Diogo Tavares

Personal information
- Full name: Diogo Filipe Conceição Tavares
- Date of birth: 27 July 1987 (age 38)
- Place of birth: Lisbon, Portugal
- Height: 1.85 m (6 ft 1 in)
- Position(s): Forward

Team information
- Current team: Oriental

Youth career
- 1995–1996: Cova Piedade
- 1997–1998: Benfica
- 1998–2006: Sporting CP

Senior career*
- Years: Team / Apps / (Gls)
- 2006–2008: Genoa / 9 / (1)
- 2007: → Monza (loan) / 4 / (1)
- 2007–2008: → Lugano (loan) / 20 / (7)
- 2008–2011: Frosinone / 37 / (7)
- 2010: → Pergocrema (loan) / 14 / (1)
- 2011: → Ternana (loan) / 11 / (1)
- 2011–2012: Como / 30 / (8)
- 2012–2013: Santa Clara / 9 / (0)
- 2013–2015: Ancona / 57 / (21)
- 2015–2016: Messina / 27 / (10)
- 2016–2017: Catanzaro / 18 / (2)
- 2017: → Catania (loan) / 14 / (1)
- 2017: Sicula Leonzio / 12 / (1)
- 2018: Amora / 15 / (5)
- 2019: Pinhalnovense / 17 / (6)
- 2019–: Oriental / 4 / (1)

International career
- 2006: Portugal U19 / 9 / (5)
- 2006–2007: Portugal U20 / 8 / (5)

= Diogo Tavares =

Portuguese footballer

Diogo Filipe Conceição Tavares (born 27 July 1987) is a Portuguese professional footballer who plays for Clube Oriental de Lisboa as a forward.

He spent most of his career in Italy, but never competed in Serie A.

==Club career==
===Genoa===
Born in Lisbon, Tavares was a product of Sporting CP's prolific youth system, but never appeared professionally for its first team, moving abroad in 2006 to join Italian side Genoa CFC, where he spent two uneventful seasons which included as much loans.

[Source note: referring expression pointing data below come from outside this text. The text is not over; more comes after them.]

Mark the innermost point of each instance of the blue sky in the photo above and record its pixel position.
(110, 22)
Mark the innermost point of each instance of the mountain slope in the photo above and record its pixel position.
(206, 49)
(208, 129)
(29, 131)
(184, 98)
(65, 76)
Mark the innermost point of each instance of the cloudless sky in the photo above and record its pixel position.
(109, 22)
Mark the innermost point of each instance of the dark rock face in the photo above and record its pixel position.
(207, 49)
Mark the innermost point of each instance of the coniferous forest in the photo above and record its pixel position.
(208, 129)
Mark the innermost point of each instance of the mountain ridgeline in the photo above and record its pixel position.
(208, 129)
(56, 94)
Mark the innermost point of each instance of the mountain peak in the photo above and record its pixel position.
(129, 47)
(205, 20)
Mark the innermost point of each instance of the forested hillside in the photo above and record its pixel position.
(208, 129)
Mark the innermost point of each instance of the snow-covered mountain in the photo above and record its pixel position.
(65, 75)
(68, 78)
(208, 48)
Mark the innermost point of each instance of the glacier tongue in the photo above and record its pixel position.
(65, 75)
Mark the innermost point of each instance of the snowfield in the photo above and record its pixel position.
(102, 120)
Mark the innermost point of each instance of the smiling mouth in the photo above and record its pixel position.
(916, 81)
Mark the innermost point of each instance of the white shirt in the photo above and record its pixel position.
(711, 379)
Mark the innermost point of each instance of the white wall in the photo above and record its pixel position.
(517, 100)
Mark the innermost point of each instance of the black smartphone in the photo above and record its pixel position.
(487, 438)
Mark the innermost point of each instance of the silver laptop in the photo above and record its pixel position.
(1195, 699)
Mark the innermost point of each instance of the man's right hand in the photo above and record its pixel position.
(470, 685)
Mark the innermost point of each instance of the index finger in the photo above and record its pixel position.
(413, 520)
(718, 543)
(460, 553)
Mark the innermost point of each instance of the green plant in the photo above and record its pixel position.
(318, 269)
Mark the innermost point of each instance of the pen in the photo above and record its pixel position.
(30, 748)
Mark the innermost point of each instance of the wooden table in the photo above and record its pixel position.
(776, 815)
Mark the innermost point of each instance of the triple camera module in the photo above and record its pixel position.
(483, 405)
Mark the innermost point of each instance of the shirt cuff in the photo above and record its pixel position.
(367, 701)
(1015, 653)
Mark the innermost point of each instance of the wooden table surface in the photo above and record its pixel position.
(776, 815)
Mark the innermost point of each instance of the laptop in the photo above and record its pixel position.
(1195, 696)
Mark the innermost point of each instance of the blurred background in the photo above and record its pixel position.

He spent the 2007–08 campaign in AC Lugano in Switzerland, with the club also receiving from Genoa Alessandro Di Maio, Tiago and Rivaldo González for a total of €500,000.

===Frosinone===
In July 2008, Tavares was signed by Frosinone Calcio (in a co-ownership deal) for €300,000. The Serie B club used the transfer credit of Salvatore Bocchetti who joined Genoa in June for €2.3 million, in the same predicament. In January 2010 he moved to lowly U.S. Pergocrema 1932, in another loan.

In late June 2010, Tavares was bought permanently by Fronisone along with Salvatore Aurelio, as part of Robert Gucher's deal. At that time half of the registration rights of the player were valued at €800,000, while Tavares was valued at €600,000 and Gucher at €1.3 million; moreover, Selim Ben Djemia's loan had cost Fronisone €100,000 and Gucher had cost Geona €200,000, which cleared any debts for both clubs.

Tavares only appeared in one fourth of the league matches during 2010–11 and only scored once, as his team ranked 22nd and last in the second level.

===Como===
On 28 August 2011, Tavares left for Calcio Como as part of the deal that sent Simone Fautario in the opposite direction.